I had a Black with Silver Two Tone Lemans coupe with the red interior.
It had the taillights that looked similar to the ones on this car with the amber turn signals. The dash layout was one of the best at the time!
Beautiful car that I really cherished.
Honeycomb wheels too!
First car I ever financed!
the Pontiac featured is a G body, back in the eighties we had a bunch of G body cars, Buick Regal T types, an Olds Cutlass wagon, Pontiac Bonneville wagon, Chevrolet Malibu’s, they were bought new or slightly used with low miles and driven in the Midwest, all of them suffered from frame rot.

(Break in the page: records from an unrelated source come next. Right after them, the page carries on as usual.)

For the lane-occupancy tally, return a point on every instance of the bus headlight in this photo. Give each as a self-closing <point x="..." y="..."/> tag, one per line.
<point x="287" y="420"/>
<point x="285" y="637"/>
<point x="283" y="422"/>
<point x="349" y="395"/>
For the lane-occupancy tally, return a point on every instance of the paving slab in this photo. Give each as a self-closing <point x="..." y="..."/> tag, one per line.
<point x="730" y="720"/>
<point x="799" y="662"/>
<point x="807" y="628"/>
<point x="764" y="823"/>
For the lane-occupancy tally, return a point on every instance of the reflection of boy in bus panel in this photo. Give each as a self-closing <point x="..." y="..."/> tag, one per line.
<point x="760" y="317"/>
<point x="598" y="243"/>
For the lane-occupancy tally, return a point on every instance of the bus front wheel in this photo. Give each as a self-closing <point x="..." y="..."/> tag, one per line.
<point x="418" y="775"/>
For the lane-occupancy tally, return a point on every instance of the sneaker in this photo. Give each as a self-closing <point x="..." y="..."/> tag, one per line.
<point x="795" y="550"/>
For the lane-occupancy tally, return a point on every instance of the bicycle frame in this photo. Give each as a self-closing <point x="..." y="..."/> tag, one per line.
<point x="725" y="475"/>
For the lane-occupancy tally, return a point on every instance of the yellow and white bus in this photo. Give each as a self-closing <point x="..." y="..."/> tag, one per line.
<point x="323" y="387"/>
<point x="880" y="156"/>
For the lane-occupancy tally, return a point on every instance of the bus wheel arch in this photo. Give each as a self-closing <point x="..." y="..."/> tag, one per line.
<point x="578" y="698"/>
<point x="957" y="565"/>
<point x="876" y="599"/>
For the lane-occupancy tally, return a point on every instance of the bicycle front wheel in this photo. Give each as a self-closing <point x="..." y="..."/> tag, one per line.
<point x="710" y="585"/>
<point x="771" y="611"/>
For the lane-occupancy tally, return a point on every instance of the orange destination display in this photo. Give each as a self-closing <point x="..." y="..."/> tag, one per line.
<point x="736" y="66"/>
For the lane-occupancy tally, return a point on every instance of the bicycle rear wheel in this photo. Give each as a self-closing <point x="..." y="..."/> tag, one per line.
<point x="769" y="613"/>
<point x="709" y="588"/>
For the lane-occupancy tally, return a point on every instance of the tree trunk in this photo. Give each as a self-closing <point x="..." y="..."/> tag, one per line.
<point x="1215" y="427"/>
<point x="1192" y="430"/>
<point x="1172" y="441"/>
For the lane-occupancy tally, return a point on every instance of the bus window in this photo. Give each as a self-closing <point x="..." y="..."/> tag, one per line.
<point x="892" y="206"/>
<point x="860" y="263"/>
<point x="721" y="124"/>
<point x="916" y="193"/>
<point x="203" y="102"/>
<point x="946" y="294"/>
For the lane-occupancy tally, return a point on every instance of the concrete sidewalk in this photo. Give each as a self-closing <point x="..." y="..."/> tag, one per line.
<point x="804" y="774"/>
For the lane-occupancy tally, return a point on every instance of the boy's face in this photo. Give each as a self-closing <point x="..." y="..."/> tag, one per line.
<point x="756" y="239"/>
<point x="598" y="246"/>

As I recall, the frames would rot aft of the axle kick-up in the back. That rot, coupled with the fact there was no rear crossmember (the rear bumper reinforcement was used to take its place), was enough to take many of those cars off the road.
According to a comprehensive Wiki article, the 1978 Grand Am was an A-body; when the new FWD mid-sizers emerged for 1982, they became A-bodies, and the RWD’s were then renamed G-bodies going forward.
I remember the LeMans of this era, but had forgotten that the Grand Am existed then, too. A friend bought a LeMans back then. I always preferred the Malibu coupe’s straight lines. Now, looking back, they both looked good. I preferred the Grand Prix over both, though, and still do.
My best choice of that era, though, would be the final-gen of the El Camino, which I have always felt was the best-looking of all its generations.
These were very sharp, tasteful, sporty-looking cars that stood out from all the tasteless brougham that was so much in vogue at the time. My first car was a ‘79 Pontiac Lemans, but these were way sharper. The only bad news was under the hood. That malaise era Pontiac 301 didn’t offer much oomph.